Os riscos específicos
Riscos compartilhados com qualquer aplicação de toxina (hematoma, edema, sensibilidade local, raros eventos de hipersensibilidade) somam-se a três riscos específicos da aplicação no masseter:
- Assimetria de sorriso Quando a toxina difunde para músculo zigomático maior ou risório (responsáveis por elevar canto da boca), pode gerar sorriso assimétrico ou queda transitória de canto labial. Risco maior em aplicação muito anterior no masseter ou em dose elevada com técnica imprecisa. Quando ocorre, é temporário — regride em 4 a 12 semanas. Aplicação em pontos anatômicos corretos (terço posterior do músculo, com profundidade adequada) minimiza o risco.
- Abaulamento paradoxal (paradoxical bulging) Fenômeno descrito em literatura recente. Aplicação que atinge predominantemente porção superficial do masseter pode levar porção profunda à hipertrofia compensatória — gerando abaulamento focal durante mastigação, tipicamente entre o segundo e o quarto mês. Manejo: ajuste de dose e técnica em aplicação subsequente, distribuindo produto entre porção superficial e profunda.
- Hollowing do contorno mandibular (afinamento excessivo) Em pacientes com biotipo fino ou com aplicações repetidas em alta dose por anos, o afinamento pode ultrapassar o desejado — gerando aparência de "rosto magro" ou envelhecido. Manejo: redução de dose ou pausa nas aplicações, eventualmente combinação com bioestimulador para preservar volume tecidual da região.
Por que vejo no consultório
O bruxismo é estatisticamente prevalente — estimativas internacionais indicam que entre 8% e 31% dos adultos apresentam algum grau de bruxismo, com pico na faixa de 20 a 50 anos. Em Recife, observação clínica sugere prevalência alinhada às médias internacionais, com fator agravante: o estresse percebido em ambiente urbano nordestino, somado ao uso intensificado de telas e à característica densidade de carga social local, contribui para o quadro funcional.

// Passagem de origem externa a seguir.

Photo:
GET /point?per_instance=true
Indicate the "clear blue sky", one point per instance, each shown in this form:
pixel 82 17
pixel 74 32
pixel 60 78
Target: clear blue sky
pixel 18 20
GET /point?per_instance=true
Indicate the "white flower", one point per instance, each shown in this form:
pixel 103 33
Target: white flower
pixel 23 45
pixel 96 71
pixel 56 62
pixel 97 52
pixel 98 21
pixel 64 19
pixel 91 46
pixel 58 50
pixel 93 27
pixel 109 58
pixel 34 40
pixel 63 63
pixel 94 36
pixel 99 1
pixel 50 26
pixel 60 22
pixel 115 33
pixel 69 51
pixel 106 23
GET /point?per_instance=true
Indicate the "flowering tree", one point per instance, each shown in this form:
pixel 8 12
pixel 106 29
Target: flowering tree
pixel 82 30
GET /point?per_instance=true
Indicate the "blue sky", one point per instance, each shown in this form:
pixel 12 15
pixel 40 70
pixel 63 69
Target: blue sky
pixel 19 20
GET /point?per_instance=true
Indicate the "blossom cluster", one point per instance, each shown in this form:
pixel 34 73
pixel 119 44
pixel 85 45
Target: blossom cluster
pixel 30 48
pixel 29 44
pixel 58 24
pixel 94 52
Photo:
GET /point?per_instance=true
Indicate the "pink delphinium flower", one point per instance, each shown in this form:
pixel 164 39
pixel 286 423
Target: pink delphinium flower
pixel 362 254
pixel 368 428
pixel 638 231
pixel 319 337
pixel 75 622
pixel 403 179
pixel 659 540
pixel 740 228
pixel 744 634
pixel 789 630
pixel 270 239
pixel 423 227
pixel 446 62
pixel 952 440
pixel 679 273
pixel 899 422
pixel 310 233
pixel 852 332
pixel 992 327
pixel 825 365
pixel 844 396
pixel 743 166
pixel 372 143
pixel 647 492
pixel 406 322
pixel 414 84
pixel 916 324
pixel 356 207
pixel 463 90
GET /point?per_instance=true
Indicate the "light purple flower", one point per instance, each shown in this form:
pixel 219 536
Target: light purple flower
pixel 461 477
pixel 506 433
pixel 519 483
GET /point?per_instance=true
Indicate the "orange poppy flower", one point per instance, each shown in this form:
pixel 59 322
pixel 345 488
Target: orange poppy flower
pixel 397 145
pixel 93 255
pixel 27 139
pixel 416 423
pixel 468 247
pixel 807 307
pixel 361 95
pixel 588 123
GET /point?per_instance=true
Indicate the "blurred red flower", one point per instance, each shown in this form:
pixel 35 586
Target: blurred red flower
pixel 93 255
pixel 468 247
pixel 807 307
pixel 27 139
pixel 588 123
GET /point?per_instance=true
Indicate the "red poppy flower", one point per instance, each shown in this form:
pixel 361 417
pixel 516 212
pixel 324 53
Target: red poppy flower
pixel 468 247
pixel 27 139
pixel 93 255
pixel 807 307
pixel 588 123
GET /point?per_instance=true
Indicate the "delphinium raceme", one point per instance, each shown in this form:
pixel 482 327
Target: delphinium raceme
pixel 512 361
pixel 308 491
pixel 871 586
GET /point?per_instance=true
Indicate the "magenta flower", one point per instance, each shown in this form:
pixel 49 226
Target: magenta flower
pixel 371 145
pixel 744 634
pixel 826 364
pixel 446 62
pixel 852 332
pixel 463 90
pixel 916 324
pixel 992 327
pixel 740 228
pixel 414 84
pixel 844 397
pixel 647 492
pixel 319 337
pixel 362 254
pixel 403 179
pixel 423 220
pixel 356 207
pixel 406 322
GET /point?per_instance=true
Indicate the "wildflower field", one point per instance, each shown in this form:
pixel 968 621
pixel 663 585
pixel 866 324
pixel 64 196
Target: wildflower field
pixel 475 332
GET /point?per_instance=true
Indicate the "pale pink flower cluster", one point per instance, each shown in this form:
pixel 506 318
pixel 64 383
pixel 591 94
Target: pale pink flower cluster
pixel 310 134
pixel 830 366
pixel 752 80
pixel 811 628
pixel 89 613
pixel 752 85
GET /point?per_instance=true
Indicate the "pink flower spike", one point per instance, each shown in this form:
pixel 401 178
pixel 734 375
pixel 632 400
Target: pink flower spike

O dado relevante: a maioria das pacientes que tratam bruxismo com toxina botulínica não buscou inicialmente o tratamento estético. Procuraram alívio funcional — dor de cabeça matinal, mandíbula travada, desgaste dental progressivo. O afinamento do rosto, quando ocorre, é benefício recebido como bônus. Em outras pacientes, é o oposto: vieram pelo objetivo estético e descobriram, após o tratamento, que dormiam melhor e acordavam com menos tensão.
Convergência genuína entre objetivos é rara em harmonização. Esse procedimento é uma das exceções.
Posicionamento final
Toxina no masseter é um dos procedimentos com melhor relação benefício/risco e melhor base científica em harmonização contemporânea. Quando bem indicado — paciente com hipertrofia muscular, bruxismo, dor da ATM ou combinação — entrega resultado funcional e estético consistente, com perfil de segurança bem caracterizado em literatura.
O ponto crítico de seleção de paciente: indicar para quem realmente tem hipertrofia ou disfunção, não para quem tem rosto naturalmente fino e quer afinar mais. Aplicar toxina em masseter sem hipertrofia para "afinar rosto" é prescrever tratamento sem indicação clínica — e a literatura é clara sobre as consequências estéticas indesejadas dessa decisão.
Para quem tem dor noturna que não cede com placa, ou desconforto crônico mastigatório, ou quadrado mandibular que sente que descaracteriza seu rosto: esse é o procedimento que, na minha leitura clínica, mais resolve com menor intervenção. Para quem busca afinar rosto sem indicação clínica clara, a conversa precisa ser outra — incluindo o que não fazer.